I have some difficulties with backpropagation and the function nn.utils.vector_to_parameters() .

Say I have a parameter mu, perform some operations on it and finally want to insert it as weights and biases into a network (net).
Then I pass a batch of data x through the network, compute a loss and backpropagate the error back to mu (the original, flattened parameter).

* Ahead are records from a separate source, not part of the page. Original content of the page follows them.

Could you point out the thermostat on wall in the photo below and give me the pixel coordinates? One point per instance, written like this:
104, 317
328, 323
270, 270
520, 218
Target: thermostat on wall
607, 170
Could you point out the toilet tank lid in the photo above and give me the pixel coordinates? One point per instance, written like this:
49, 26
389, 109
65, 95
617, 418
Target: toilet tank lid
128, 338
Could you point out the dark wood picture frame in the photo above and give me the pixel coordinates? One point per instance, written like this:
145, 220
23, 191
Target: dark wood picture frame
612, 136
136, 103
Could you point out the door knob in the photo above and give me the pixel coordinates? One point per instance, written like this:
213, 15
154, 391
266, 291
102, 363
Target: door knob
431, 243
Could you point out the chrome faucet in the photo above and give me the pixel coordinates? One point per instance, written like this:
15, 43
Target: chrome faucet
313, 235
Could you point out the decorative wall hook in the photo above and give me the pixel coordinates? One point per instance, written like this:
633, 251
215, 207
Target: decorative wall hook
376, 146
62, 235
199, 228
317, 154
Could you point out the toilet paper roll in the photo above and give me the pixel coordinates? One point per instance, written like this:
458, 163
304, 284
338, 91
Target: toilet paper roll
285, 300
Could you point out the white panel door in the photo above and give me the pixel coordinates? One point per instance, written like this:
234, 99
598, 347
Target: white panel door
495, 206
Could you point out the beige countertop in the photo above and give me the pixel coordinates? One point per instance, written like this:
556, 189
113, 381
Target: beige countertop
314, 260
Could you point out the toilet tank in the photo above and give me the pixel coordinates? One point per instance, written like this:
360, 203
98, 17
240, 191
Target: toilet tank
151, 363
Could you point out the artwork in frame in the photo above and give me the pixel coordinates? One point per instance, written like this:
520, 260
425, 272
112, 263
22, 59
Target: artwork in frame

Here is a minimal code example:

import torch
import torch.nn as nn
import torch.optim as optim

x = torch.ones((1, 8)) # input example

net = nn.Sequential(nn.Linear(8, 8))
size=sum(p.numel() for p in net.parameters() if p.requires_grad)
mu = nn.Parameter(torch.ones((size,))*0.05, requires_grad=True)
# perform some operations on mu

nn.utils.vector_to_parameters(mu, net.parameters())

y = net(x)
optimizer = optim.SGD([mu], lr=1e-3)
loss = y.sum()
loss.backward()
optimizer.step()

print(mu)
print(mu.grad)


After the update step, mu remains the same as before, i.e. it is not getting optimized. Also, mu.grad returns None.
Is the function nn.utils.vector_to_parameters(mu, net.parameters()) stopping the gradient flow, and if so, is there an alternative way to insert mu as “external”, flattened parameter into the weights of the network?

Thank you all!

This method uses the .data attribute internally:

param.data = vec[pointer:pointer + num_param].view_as(param).data

and thus Autograd won’t capture this operation.
You could check if e.g. torch.nn.utils.parametrize might work as described in this post.

2 Likes

Thanks, this solved the problem!

I also found another solution (with maybe a little less overhead) here Hypernetwork implementation - #5 by ID56 .
Inserting the weights and biases manually via torch.nn.functional.linear also works!